There is an EV boom happening in Europe, but it is far from a market dominating the world. As a result, government subsidies have been cut in recent years. While the US and Canada are now phasing in more stringent standards, China and India still have far lower standards. The market in China is booming thanks to promotional measures and large-scale funding for charging infrastructure, but there are some signs of over-subsidization in the region.
California, along with other states, has been leading the way in PEV policy, with ambitious targets for zero-emission vehicle sales by 2030. Under the state’s Executive Order N-79-20 and B-48-18, automakers are required to sell a certain number of zero-emission vehicles by 2030. The vehicle sector is a major contributor of greenhouse gases and pollutants, and accounts for more than one-third of all emissions in California.
To help promote the transition to EVs, California’s legislature passed Senate Bill 1000. It directed the CPUC to develop strategies for easing the transition and minimizing demand charges. But what exactly does this mean? The proposed rules have left the door wide open for private, non-profit operators to set up charging stations without a special license. They also encourage landowners to open charging stations in their neighborhoods, allowing them to earn revenue through a revenue-sharing model.
Regulatory frameworks are not yet well-developed, but the government’s goal is to make EVs affordable. However, this means a massive shift in vehicle usage and policy is needed to reach the target. While governments and automakers have been working to make EVs more affordable and accessible, it will take years to significantly reduce greenhouse gas emissions. Meanwhile, gasoline-powered cars will remain on the road for decades before their end of life.
Fortunately, government policymakers are also helping to reduce the upfront costs of these vehicles. By requiring the use of a battery, the government is reducing the price of these vehicles, which will help make them more affordable for consumers. Further, the NITI Aayog has issued a new handbook on setting up charging networks for EVs. The handbook outlines the standards and policies required to build and maintain electric vehicle charging infrastructure.

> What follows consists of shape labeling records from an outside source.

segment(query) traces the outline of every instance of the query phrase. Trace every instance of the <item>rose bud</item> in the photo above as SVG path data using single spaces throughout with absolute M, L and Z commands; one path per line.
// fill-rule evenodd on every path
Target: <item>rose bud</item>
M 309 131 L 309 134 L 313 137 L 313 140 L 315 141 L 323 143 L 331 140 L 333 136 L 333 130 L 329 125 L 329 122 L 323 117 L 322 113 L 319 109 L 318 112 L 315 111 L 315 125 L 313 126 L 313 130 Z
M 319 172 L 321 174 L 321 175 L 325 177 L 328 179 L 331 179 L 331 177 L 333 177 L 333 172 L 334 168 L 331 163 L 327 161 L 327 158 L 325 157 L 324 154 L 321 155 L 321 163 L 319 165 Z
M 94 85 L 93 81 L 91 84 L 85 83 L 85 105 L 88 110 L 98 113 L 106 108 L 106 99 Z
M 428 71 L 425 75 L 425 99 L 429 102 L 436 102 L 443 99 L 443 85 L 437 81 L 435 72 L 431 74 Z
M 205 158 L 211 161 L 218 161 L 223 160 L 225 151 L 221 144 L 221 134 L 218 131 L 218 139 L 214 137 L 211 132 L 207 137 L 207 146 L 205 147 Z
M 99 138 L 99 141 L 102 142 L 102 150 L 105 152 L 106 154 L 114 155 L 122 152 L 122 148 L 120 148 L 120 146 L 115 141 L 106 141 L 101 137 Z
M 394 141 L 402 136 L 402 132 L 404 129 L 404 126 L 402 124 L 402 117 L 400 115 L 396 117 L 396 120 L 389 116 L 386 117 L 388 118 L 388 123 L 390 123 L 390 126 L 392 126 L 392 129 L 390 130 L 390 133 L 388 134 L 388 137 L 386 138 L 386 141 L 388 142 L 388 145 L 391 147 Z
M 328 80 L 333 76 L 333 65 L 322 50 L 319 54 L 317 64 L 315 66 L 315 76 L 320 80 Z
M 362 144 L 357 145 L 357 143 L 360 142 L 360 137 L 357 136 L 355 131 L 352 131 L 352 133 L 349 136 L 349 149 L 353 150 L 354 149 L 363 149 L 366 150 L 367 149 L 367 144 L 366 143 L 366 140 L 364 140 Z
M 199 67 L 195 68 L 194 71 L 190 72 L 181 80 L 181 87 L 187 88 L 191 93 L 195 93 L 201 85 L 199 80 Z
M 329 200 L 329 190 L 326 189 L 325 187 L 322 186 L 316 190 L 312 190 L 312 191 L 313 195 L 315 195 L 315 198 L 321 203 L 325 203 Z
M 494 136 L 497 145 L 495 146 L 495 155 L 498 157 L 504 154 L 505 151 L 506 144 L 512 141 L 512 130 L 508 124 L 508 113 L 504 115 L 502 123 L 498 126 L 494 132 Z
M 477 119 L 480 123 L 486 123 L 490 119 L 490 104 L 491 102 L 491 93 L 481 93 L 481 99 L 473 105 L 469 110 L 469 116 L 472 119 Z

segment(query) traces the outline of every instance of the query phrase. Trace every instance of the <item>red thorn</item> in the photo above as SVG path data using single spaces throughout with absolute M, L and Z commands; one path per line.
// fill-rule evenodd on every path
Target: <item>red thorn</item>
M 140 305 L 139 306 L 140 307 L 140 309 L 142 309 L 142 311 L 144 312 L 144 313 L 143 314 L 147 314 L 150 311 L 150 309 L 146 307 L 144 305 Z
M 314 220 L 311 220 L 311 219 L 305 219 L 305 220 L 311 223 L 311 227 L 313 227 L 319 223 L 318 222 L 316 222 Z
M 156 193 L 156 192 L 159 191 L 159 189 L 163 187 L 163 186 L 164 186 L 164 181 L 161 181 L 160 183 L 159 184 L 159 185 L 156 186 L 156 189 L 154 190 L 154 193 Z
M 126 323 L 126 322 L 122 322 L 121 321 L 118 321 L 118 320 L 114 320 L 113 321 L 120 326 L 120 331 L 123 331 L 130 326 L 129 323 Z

The most common form of charging an EV is from a regular 120-volt outlet. While most EVs can charge using a 120-volt outlet, charging a 240-volt outlet will allow a quicker charge. PHEVs can charge almost exclusively on electricity, while others still require a dedicated 240-volt outlet. Some PHEVs also burn gas in their engine to provide additional power. These hybrid vehicles are known as “blended mode” vehicles.

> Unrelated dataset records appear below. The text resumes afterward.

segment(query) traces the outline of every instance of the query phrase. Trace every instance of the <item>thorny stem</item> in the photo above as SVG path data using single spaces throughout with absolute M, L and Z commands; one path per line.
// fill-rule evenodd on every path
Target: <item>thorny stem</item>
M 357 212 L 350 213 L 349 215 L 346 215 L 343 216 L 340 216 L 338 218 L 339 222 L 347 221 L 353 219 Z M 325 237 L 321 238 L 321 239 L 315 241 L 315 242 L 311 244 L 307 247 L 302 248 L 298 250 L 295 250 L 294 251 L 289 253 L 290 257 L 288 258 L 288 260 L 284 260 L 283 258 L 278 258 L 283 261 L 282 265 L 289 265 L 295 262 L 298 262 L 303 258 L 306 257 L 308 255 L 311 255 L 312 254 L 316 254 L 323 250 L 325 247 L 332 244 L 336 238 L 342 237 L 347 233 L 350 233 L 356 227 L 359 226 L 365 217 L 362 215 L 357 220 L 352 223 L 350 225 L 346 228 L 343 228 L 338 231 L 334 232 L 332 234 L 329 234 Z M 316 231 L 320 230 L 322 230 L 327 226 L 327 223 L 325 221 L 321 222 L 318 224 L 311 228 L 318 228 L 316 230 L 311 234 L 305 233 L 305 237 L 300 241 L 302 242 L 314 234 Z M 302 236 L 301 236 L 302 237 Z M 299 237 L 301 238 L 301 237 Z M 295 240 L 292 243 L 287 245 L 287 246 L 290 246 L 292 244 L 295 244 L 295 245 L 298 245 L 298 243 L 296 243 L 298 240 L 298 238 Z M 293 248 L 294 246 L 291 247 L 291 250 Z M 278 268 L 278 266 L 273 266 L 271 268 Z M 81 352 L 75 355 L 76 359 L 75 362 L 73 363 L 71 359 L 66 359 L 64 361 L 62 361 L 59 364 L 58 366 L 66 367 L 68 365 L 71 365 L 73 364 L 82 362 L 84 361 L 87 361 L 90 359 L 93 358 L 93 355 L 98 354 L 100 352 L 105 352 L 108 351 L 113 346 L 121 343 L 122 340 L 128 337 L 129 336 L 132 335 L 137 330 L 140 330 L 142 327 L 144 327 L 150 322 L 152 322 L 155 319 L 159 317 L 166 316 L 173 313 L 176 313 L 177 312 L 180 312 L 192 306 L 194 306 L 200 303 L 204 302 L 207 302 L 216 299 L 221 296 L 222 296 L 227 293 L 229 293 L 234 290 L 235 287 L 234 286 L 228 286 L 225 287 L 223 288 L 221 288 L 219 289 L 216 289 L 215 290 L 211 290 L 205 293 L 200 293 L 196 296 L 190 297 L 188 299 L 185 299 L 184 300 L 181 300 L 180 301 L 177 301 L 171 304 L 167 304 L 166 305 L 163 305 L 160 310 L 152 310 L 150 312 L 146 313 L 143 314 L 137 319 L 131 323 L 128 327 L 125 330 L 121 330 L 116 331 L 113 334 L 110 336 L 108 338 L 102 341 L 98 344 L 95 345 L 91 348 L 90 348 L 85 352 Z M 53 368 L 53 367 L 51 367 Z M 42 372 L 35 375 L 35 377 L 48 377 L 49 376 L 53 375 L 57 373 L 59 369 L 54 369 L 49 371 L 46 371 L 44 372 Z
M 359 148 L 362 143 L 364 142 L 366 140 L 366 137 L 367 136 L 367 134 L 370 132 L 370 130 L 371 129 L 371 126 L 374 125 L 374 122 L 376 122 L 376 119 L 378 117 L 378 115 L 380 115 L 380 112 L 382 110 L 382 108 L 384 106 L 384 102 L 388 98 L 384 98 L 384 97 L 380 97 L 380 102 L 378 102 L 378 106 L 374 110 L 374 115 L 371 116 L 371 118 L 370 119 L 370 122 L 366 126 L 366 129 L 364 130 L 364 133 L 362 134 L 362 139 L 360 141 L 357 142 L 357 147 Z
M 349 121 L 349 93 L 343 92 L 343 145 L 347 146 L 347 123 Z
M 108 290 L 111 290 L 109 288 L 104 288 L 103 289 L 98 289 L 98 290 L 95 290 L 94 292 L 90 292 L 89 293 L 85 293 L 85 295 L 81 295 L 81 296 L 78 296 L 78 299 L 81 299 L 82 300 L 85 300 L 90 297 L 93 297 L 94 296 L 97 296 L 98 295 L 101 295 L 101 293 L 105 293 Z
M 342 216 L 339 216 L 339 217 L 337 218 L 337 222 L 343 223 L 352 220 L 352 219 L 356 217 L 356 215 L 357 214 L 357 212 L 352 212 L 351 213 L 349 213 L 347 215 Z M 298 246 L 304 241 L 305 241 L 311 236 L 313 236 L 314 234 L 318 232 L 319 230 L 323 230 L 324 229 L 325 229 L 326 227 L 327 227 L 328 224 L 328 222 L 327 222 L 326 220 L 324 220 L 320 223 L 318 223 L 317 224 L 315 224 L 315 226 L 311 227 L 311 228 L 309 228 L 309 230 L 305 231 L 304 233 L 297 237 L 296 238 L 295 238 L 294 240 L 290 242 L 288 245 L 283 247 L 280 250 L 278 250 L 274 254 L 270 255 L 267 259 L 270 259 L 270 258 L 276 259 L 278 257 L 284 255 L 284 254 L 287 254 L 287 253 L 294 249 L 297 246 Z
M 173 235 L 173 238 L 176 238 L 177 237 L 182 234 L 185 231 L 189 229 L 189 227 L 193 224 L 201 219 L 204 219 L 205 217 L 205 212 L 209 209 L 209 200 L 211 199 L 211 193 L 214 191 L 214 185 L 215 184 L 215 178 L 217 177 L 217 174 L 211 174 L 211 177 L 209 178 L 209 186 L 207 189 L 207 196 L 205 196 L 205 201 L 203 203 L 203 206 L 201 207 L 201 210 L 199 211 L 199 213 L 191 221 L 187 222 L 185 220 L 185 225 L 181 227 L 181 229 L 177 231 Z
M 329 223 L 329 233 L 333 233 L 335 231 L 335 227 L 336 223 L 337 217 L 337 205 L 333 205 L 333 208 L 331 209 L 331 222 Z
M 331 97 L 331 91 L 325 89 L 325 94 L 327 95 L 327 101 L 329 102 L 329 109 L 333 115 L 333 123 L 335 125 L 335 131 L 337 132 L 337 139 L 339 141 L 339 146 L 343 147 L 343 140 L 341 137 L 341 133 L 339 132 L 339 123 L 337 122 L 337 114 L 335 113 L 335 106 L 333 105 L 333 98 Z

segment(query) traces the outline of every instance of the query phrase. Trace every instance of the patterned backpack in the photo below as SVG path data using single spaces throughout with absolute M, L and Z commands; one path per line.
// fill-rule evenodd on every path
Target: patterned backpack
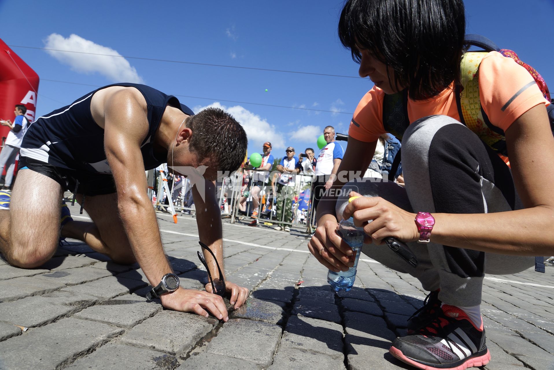
M 507 58 L 511 58 L 524 67 L 533 76 L 534 81 L 529 85 L 537 84 L 543 96 L 552 104 L 547 107 L 550 127 L 554 133 L 554 100 L 551 100 L 550 92 L 540 74 L 531 66 L 521 61 L 514 52 L 500 49 L 489 39 L 480 35 L 466 35 L 467 46 L 476 46 L 484 50 L 468 52 L 464 54 L 460 64 L 461 84 L 455 88 L 456 100 L 460 120 L 477 134 L 481 140 L 493 150 L 507 156 L 504 132 L 491 124 L 481 106 L 479 99 L 479 66 L 487 54 L 496 51 Z M 524 86 L 525 89 L 528 86 Z M 408 128 L 408 91 L 407 89 L 392 95 L 385 95 L 383 102 L 383 125 L 388 132 L 402 141 L 404 131 Z

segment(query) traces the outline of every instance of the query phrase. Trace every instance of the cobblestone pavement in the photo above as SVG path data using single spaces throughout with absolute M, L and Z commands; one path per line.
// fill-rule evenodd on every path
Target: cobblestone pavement
M 182 286 L 202 287 L 196 220 L 158 221 Z M 0 260 L 0 368 L 412 368 L 388 350 L 423 304 L 414 278 L 362 255 L 355 287 L 336 295 L 307 253 L 305 234 L 227 222 L 223 230 L 228 279 L 252 291 L 225 323 L 147 302 L 137 266 L 114 264 L 82 243 L 33 270 Z M 553 272 L 485 278 L 493 359 L 484 368 L 554 369 Z

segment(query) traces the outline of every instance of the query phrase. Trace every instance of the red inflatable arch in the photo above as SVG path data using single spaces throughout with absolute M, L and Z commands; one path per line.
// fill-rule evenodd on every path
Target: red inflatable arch
M 34 121 L 38 81 L 37 73 L 0 39 L 0 119 L 13 122 L 14 106 L 23 104 L 27 108 L 25 116 Z M 9 132 L 9 127 L 0 126 L 2 145 Z

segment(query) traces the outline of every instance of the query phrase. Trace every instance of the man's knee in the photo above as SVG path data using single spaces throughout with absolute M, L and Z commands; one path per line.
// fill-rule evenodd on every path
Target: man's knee
M 34 269 L 46 263 L 54 254 L 55 247 L 52 248 L 33 248 L 15 244 L 12 245 L 6 256 L 10 264 L 22 269 Z

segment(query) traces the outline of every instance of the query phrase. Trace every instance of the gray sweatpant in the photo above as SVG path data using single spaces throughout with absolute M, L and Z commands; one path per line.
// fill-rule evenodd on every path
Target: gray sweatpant
M 432 116 L 412 124 L 402 140 L 402 159 L 406 188 L 377 178 L 362 179 L 345 187 L 365 196 L 381 197 L 413 213 L 483 213 L 522 208 L 507 166 L 453 119 Z M 348 192 L 342 193 L 347 195 L 337 201 L 338 219 L 348 202 Z M 534 257 L 433 243 L 408 245 L 419 261 L 416 268 L 384 244 L 366 244 L 362 251 L 391 269 L 417 278 L 426 290 L 440 288 L 439 299 L 454 306 L 480 304 L 485 273 L 514 274 L 535 264 Z
M 0 172 L 4 166 L 6 166 L 6 179 L 4 181 L 4 186 L 9 187 L 13 178 L 13 171 L 16 169 L 16 157 L 19 152 L 19 148 L 11 145 L 4 145 L 0 152 Z

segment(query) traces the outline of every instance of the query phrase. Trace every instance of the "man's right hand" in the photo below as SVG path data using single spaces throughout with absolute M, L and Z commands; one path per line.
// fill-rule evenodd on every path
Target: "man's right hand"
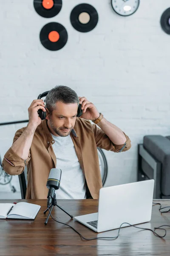
M 44 102 L 42 99 L 34 99 L 33 100 L 28 108 L 29 123 L 31 124 L 35 128 L 40 125 L 41 119 L 38 116 L 38 111 L 42 109 L 42 111 L 45 111 Z

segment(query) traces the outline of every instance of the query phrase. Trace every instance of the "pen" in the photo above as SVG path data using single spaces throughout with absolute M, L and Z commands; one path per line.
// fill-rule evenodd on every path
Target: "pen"
M 13 208 L 14 206 L 13 205 L 12 206 L 12 207 L 11 207 L 11 208 L 9 210 L 9 211 L 8 211 L 8 212 L 7 213 L 7 215 L 8 215 L 9 213 L 9 212 L 11 212 L 11 211 L 12 210 L 12 208 Z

As the government pushes towards a more clean mobility future, EV policies are becoming more investor-friendly. For example, a recent CEEW-CEF study found that EV policy changes have increased investment by up to $180 billion in the country. The study also found that EVs will save the country about $60 billion in fuel costs by 2030. Further, charging an EV will be as easy as charging a mobile phone at home. If this trend continues, India could be on the verge of an electric mobility revolution.